1:34 PM
 | 
Jul 14, 2017
 |  BioCentury  |  Strategy

Back to Ipsen’s roots

Why Ipsen is revving up clinical-stage BD and adding a venture fund

After spending the last six years plugging revenue holes via licensing and M&A, Ipsen Group is once again on track to meet the 2020 financial targets it set at the beginning of the decade. But the late-stage deals came at the expense of filling the pipeline, while the research-driven strategy set in motion at that time has not borne fruit.

The company’s pipeline has a plethora of line extensions for marketed products, but just six new therapeutics and one imaging agent. The most advanced programs are in Phase II testing (see “Thinning on Top”).

“We have very early assets, and we have top-heavy late stage assets,” EVP of R&D and CSO Alexandre Lebeaut told BioCentury. “That means that the big gap, the big hole in the portfolio has to be filled.”

Just under a year after stepping into the post of CEO, David Meek has now set a course to quadruple the pharma’s goal for new product or line extension launches, and to seek out higher-risk, more innovative assets than Ipsen has in the past.

“We have very early assets, and we have top-heavy late stage assets.
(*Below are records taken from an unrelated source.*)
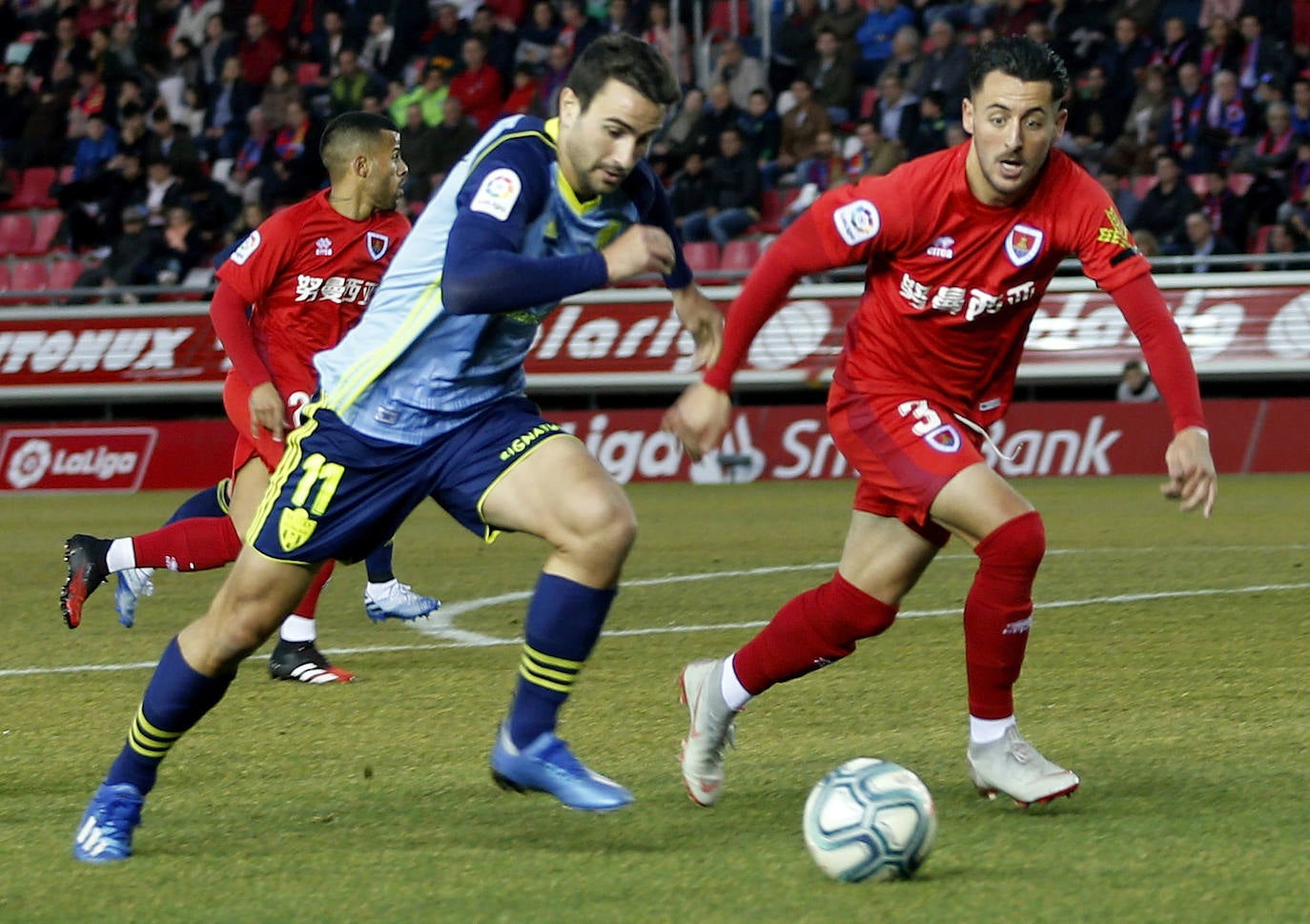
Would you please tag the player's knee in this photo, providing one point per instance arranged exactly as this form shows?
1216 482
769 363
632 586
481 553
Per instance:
1019 543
That means that the big gap, the big hole in the portfolio has to be filled.”

Alexandre Lebeaut, Ipsen


The company will do this in part by returning to its roots as a clinical stage asset aggregator, seeking compounds with at least some human data in cancer, neurology and endocrinology indications.
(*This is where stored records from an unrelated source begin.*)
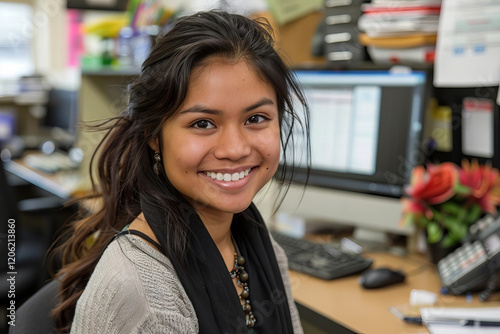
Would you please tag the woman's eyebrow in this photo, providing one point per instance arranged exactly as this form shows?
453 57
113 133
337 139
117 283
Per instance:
198 108
262 102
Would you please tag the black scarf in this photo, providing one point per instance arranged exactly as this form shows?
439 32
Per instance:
208 283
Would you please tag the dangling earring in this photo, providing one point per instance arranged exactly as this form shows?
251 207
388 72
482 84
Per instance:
157 165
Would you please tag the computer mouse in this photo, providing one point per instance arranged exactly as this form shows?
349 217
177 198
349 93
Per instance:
380 277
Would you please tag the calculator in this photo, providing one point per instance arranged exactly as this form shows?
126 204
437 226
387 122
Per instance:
469 267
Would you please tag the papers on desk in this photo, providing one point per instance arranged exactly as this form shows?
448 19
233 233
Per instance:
440 320
468 48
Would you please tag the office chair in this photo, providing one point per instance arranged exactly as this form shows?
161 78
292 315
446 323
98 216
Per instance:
36 220
34 315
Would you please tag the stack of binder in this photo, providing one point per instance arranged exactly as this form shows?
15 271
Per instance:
400 31
341 32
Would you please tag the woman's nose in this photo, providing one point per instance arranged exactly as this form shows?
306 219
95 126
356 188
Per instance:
232 144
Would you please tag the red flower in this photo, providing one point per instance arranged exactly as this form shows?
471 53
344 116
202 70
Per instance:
484 184
433 186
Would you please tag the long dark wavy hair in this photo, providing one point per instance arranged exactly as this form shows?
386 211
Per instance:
125 162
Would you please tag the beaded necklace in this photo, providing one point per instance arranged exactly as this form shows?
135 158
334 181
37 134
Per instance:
242 278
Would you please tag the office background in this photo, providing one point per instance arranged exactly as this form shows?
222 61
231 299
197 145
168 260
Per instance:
63 61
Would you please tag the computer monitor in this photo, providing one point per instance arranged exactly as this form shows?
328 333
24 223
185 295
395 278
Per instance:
365 131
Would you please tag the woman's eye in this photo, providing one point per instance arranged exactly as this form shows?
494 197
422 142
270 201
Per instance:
254 119
203 124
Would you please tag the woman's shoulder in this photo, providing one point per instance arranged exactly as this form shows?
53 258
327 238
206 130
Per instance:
132 284
139 263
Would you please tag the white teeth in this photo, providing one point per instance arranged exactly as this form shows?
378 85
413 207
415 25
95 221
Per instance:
229 177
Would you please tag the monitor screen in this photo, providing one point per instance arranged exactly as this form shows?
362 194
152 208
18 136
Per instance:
365 129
It also will partner with an undisclosed VC to establish an option fund that will invest in seed stage companies with differentiated assets in Ipsen’s therapeutic areas.
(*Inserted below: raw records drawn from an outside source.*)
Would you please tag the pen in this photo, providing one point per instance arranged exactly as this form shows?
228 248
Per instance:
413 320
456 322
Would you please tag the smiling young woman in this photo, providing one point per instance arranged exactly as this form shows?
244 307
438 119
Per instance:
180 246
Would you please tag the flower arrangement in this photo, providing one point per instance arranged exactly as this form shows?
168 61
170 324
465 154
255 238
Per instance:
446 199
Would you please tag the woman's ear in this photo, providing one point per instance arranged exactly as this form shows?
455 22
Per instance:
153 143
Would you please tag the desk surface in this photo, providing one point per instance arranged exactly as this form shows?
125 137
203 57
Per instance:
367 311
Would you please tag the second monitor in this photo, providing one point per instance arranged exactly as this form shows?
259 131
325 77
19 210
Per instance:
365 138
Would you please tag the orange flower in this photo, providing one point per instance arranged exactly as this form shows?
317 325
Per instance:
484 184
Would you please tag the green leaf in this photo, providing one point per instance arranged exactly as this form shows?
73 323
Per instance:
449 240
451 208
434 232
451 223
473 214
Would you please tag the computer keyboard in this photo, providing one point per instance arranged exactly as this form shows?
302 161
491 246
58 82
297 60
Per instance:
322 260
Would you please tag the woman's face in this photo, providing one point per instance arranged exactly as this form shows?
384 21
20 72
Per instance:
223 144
“To compete and achieve our vision of having innovation in specialty care, we are going to have to take those risks,” Meek told BioCentury.

Both the business development plan and the option fund could also take Ipsen beyond its current therapeutic areas into rare diseases.

The company also will reduce the scope of internal research, deprioritizing a peptide discovery program that wasn’t as productive as hoped. It will continue to develop its internal botulinum toxin platform, where the expectation is that safer and more efficacious molecules could address more indications than marketed toxin products.


Figure: Thinning on top

While Ipsen Group (Euronext:IPN; Pink:IPSEY) has a host of line extensions in development for marketed products such as Dysport botulinum neurotoxin type A and Onivyde irinotecan, the company has only six unapproved therapeutics and one diagnostic in the clinic across two therapeutic categories. The most advanced are in Phase II testing. (A) In Phase I/II testing; (B) In-licensed from 3B Pharmaceuticals GmbH; (C) Partner Canbex Therapeutics Ltd. is conducting a Phase IIa trial and Ipsen has an exclusive option to buy the company upon completion; SSTR2 = somatostatin receptor 2; NTSR1 = neurotensin receptor 1; KCNMB4 = Potassium calcium-activated channel subfamily M regulatory beta subunit 4; Source: BCIQ: BioCentury Online Intelligence, company press releases, company interviews

Best laid plans

Ipsen’s 10-year objectives set out in June 2011 called for more than doubling its revenues from €1.1 billion ($1.4 billion) in 2010, to €2-€2.5 billion by 2020 on the back of marketed and late-stage products.
The company named five products that it expected to drive growth. Two were marketed: neuroendocrine tumor product Somatuline Autogel lanreotide acetate...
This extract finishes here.